Please remember that he isn't 'just' your father, he's her ex and father of her children, and presumably she loved him once. His death is likely to bring up pain she is no longer used to feeling after 25 years of being divorced.

Agreed. It doesn't appear that she was getting much in the way of understanding or support after his death from her current husband, judging by his reaction to her crying.

My father, also a pig although never violent, was genuinely upset and bewildered when his ex-wife, my mum, dropped dead. She was effectively the only person he'd ever dated/been with before they divorced, after a long marriage and two kids. No matter how the relationship ends, an ex-spouse's death can stir can up a lot of emotions for people, particularly since society perceives them not to need or be entitled to support.

I find they're never clinical psychologists, they're people who don't like their relatives. A really, really bad situation for making a serious clinical diagnosis of a very rare personality disorder.

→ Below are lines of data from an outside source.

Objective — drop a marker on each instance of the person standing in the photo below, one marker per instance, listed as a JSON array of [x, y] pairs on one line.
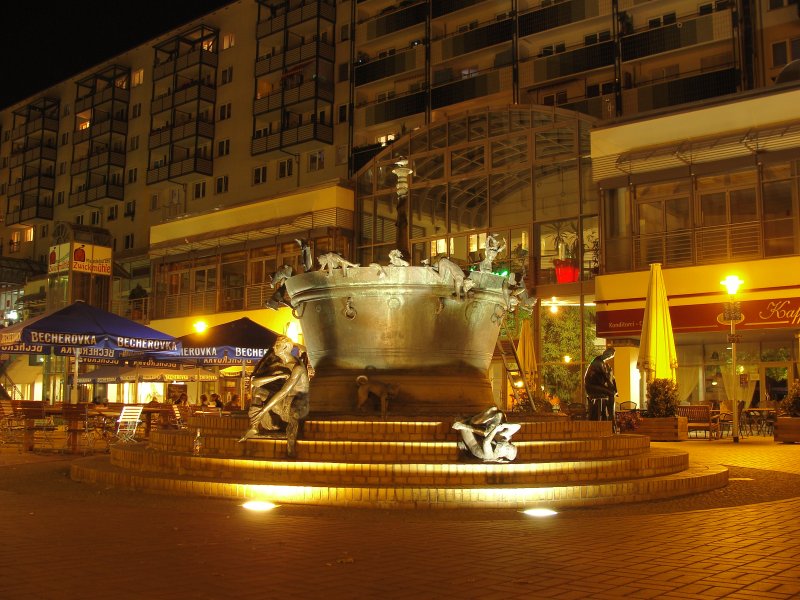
[[601, 388]]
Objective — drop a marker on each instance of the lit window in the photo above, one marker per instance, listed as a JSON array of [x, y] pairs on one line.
[[260, 175]]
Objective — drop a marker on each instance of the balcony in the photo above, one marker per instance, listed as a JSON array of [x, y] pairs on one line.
[[683, 34], [187, 129], [397, 20], [570, 62], [35, 126], [395, 108], [673, 92], [485, 36], [310, 132], [103, 191], [310, 90], [445, 7], [180, 170], [32, 211], [190, 92], [31, 154], [193, 58], [101, 159], [556, 15], [322, 9], [106, 95], [475, 86], [390, 66], [306, 52]]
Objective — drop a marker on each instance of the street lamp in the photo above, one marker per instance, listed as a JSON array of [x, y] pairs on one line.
[[733, 315]]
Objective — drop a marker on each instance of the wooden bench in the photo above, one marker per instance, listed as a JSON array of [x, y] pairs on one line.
[[701, 417]]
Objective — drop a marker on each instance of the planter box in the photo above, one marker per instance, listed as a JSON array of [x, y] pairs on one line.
[[664, 429], [787, 430], [567, 271]]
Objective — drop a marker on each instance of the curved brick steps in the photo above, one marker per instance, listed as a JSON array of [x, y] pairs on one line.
[[396, 451], [693, 480], [652, 463], [350, 461]]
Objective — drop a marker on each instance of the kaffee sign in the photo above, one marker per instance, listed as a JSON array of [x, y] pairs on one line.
[[756, 314]]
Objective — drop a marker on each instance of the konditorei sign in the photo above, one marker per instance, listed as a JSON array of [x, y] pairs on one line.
[[756, 314]]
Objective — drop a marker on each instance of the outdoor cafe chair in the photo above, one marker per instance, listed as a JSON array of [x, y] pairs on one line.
[[129, 420]]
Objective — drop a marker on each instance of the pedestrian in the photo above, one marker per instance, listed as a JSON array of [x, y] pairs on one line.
[[601, 388]]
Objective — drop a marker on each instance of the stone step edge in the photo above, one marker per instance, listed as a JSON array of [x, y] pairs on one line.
[[695, 479], [655, 462]]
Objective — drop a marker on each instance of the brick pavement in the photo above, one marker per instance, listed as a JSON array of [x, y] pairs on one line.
[[64, 540]]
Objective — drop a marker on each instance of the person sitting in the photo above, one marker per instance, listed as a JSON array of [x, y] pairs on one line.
[[233, 403]]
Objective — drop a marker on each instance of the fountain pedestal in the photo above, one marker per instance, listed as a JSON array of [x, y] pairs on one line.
[[408, 326]]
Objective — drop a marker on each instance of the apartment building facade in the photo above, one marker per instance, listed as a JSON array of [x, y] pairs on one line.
[[197, 160]]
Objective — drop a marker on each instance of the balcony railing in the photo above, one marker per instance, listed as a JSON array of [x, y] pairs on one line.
[[323, 9], [288, 96], [294, 56], [474, 86], [292, 136], [397, 20], [390, 66], [685, 33]]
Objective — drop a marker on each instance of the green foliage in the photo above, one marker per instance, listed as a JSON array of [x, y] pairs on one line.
[[662, 398], [791, 404]]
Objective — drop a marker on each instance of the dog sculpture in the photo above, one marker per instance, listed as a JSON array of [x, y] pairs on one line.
[[396, 259], [332, 261], [447, 269], [383, 391]]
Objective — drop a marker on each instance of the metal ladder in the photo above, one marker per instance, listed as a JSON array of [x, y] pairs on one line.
[[512, 365]]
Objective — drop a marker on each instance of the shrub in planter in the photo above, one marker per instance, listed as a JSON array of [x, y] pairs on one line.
[[662, 398], [790, 405]]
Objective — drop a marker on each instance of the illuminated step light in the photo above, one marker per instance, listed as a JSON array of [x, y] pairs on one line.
[[259, 505], [540, 512]]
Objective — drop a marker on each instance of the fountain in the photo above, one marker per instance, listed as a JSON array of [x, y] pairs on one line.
[[420, 339]]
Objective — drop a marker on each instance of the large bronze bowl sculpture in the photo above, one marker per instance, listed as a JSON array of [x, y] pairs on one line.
[[406, 326]]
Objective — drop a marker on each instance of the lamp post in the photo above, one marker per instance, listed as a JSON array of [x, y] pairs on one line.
[[733, 315]]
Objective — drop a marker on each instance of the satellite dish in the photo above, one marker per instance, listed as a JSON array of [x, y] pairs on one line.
[[790, 72]]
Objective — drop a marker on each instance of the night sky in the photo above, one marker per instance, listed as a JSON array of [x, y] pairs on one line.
[[46, 41]]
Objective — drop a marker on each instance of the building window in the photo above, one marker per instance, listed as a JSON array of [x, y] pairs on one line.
[[227, 75], [285, 168], [316, 160], [260, 175]]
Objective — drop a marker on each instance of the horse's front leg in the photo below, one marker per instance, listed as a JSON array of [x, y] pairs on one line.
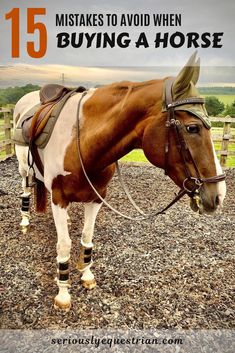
[[63, 298], [25, 206], [85, 254]]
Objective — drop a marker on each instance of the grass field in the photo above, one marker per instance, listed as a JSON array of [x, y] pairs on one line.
[[138, 155]]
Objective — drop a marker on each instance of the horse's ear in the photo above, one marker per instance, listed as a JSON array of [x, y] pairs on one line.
[[196, 72], [190, 72]]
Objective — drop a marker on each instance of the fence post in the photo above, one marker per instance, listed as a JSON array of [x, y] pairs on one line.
[[225, 141], [7, 129]]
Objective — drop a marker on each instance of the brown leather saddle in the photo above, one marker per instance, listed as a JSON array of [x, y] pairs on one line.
[[50, 95]]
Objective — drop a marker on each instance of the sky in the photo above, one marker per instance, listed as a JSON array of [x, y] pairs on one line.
[[104, 65]]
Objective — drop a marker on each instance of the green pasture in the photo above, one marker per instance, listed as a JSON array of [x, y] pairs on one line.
[[138, 155]]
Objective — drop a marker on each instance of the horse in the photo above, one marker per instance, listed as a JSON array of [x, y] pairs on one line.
[[166, 118]]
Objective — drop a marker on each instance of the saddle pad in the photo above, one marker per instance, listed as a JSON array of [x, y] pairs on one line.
[[19, 136]]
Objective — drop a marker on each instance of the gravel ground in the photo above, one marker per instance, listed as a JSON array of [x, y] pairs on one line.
[[175, 271]]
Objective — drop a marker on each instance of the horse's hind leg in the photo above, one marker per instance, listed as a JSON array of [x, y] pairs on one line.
[[63, 298], [22, 153], [85, 261]]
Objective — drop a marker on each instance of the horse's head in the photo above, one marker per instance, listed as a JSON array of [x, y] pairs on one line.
[[179, 140]]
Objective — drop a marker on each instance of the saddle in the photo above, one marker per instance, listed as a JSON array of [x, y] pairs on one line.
[[37, 129]]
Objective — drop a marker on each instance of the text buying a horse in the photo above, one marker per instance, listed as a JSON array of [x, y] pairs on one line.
[[92, 130]]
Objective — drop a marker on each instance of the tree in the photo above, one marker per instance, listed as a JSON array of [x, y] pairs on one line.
[[214, 106]]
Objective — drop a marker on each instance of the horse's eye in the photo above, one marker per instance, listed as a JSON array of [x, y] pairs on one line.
[[192, 129]]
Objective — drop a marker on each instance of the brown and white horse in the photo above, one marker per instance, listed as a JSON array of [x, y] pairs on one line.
[[114, 120]]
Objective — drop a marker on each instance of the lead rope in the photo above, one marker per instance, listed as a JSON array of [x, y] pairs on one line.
[[144, 215]]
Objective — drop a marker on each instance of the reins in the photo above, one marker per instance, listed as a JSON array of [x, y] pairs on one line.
[[183, 150], [144, 215]]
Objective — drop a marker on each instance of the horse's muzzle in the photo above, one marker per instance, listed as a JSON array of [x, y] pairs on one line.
[[207, 201]]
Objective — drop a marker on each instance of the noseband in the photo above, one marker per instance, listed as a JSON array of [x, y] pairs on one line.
[[173, 124]]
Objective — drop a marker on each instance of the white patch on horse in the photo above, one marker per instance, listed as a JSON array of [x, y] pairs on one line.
[[54, 152], [87, 96], [221, 186], [26, 103]]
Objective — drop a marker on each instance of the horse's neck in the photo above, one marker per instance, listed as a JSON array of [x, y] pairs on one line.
[[116, 127]]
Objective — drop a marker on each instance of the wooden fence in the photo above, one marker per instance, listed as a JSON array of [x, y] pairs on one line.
[[227, 138]]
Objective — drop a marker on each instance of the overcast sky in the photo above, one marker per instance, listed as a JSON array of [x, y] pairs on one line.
[[197, 16]]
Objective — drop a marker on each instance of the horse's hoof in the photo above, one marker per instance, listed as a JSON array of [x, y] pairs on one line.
[[89, 284], [58, 305]]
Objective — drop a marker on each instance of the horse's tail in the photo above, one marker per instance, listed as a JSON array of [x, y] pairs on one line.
[[40, 193]]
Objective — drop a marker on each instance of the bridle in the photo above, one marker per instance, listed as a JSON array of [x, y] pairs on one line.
[[171, 123], [174, 124]]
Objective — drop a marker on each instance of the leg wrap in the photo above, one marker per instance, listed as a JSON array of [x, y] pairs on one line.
[[63, 273], [25, 203], [84, 259]]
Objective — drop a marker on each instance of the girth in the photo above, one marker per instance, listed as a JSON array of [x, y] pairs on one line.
[[50, 96]]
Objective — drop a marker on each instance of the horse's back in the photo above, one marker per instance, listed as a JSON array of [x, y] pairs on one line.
[[26, 103]]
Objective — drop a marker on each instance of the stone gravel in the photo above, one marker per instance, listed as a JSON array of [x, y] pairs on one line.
[[174, 271]]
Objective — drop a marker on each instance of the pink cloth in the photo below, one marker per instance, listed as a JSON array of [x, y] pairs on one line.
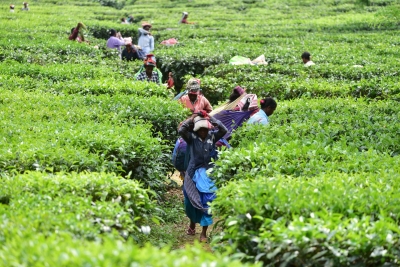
[[169, 42], [200, 104]]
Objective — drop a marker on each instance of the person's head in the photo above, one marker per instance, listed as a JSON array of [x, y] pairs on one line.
[[268, 105], [112, 32], [201, 126], [236, 93], [193, 87], [146, 26], [306, 56]]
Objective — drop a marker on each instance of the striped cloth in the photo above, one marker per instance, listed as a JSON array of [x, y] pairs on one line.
[[227, 105]]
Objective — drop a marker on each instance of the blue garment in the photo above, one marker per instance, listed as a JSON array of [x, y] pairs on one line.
[[200, 152], [146, 41], [259, 118], [203, 183]]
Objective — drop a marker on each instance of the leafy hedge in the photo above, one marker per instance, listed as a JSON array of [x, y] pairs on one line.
[[84, 206], [83, 220], [308, 137], [94, 133], [333, 219], [290, 82], [62, 250]]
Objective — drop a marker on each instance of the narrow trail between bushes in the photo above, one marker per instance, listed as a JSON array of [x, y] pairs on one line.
[[181, 227]]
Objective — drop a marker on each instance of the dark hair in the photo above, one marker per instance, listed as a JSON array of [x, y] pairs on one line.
[[268, 102], [235, 95], [112, 32], [306, 55]]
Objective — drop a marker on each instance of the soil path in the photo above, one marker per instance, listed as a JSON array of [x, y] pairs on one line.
[[181, 227]]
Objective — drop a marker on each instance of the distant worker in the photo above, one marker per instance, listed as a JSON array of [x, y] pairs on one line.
[[130, 19], [149, 74], [77, 33], [170, 82], [130, 53], [306, 57], [194, 100], [146, 40], [116, 41], [26, 6], [268, 106], [183, 20]]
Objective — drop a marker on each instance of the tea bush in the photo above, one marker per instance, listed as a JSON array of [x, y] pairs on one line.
[[63, 250], [331, 219], [94, 133], [308, 137], [84, 206]]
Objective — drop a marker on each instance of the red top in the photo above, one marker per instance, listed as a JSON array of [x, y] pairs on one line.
[[74, 34], [170, 83]]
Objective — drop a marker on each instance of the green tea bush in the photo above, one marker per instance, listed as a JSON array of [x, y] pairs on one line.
[[82, 205], [332, 219], [290, 82], [308, 137], [94, 133], [63, 250]]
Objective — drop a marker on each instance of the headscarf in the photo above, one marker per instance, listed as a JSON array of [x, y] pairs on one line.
[[183, 16], [193, 86], [201, 122]]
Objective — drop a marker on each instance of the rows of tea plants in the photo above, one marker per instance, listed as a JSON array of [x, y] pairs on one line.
[[312, 189], [89, 219], [319, 187], [120, 133]]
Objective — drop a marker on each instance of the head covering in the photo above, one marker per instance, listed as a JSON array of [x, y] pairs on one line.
[[193, 86], [112, 32], [239, 90], [144, 24], [150, 62], [183, 16], [201, 122]]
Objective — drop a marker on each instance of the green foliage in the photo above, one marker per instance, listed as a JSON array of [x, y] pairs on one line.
[[332, 219], [82, 205], [62, 250], [94, 133], [74, 108], [308, 137]]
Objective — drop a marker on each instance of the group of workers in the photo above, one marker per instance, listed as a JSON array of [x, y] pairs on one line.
[[202, 131], [131, 52]]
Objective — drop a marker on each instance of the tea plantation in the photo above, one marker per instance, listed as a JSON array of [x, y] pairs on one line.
[[85, 148]]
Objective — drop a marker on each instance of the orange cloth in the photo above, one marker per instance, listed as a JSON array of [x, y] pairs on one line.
[[170, 83], [201, 103]]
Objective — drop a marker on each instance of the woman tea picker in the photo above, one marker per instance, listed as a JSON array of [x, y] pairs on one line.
[[198, 188]]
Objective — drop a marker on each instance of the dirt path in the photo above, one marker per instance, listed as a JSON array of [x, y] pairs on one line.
[[185, 239]]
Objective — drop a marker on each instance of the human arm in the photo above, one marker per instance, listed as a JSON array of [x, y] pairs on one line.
[[151, 43], [185, 128], [207, 106], [222, 130]]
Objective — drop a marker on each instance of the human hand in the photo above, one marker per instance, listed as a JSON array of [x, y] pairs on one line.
[[203, 113]]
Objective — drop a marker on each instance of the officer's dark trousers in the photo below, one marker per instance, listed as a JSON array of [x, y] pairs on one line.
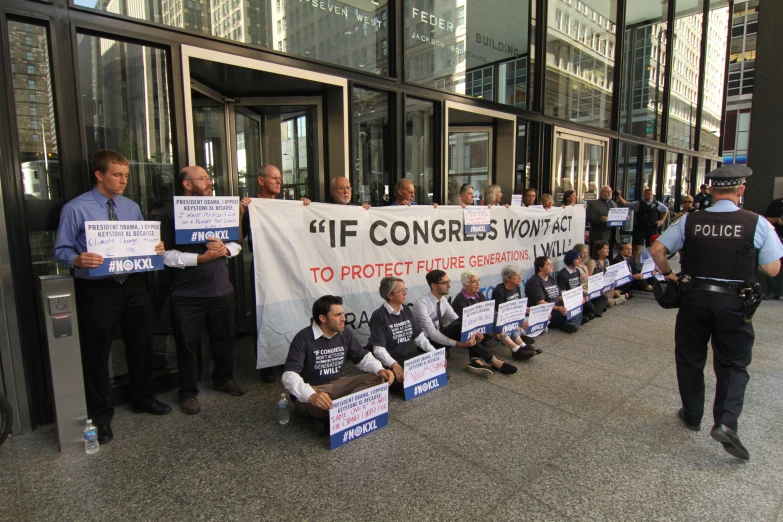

I'm struggling to recall ever hearing the word used to describe someone out in the "real world". But on here it's ubiquitous.

PoorYorick · 16/03/2018 13:42

toomuch, I'm not trivialising your experience in the slightest. I'm simply saying that to armchair diagnose people with a serious, and rare, personality disorder when we're in no way qualified to do it - and are indeed massively influenced by how awful they've been to us - is neither helpful nor constructive. It's spreading misinformation.

JessicaEccles · 16/03/2018 13:51

My ex was an actual diagnosed narcissist. he would have complained that you were ruining dinner by bringing up bad news.

When his only brother died, in very sad circumstances, he said the last time he saw his brother, he had eaten half his dinner- so it wasn't all bad that he died.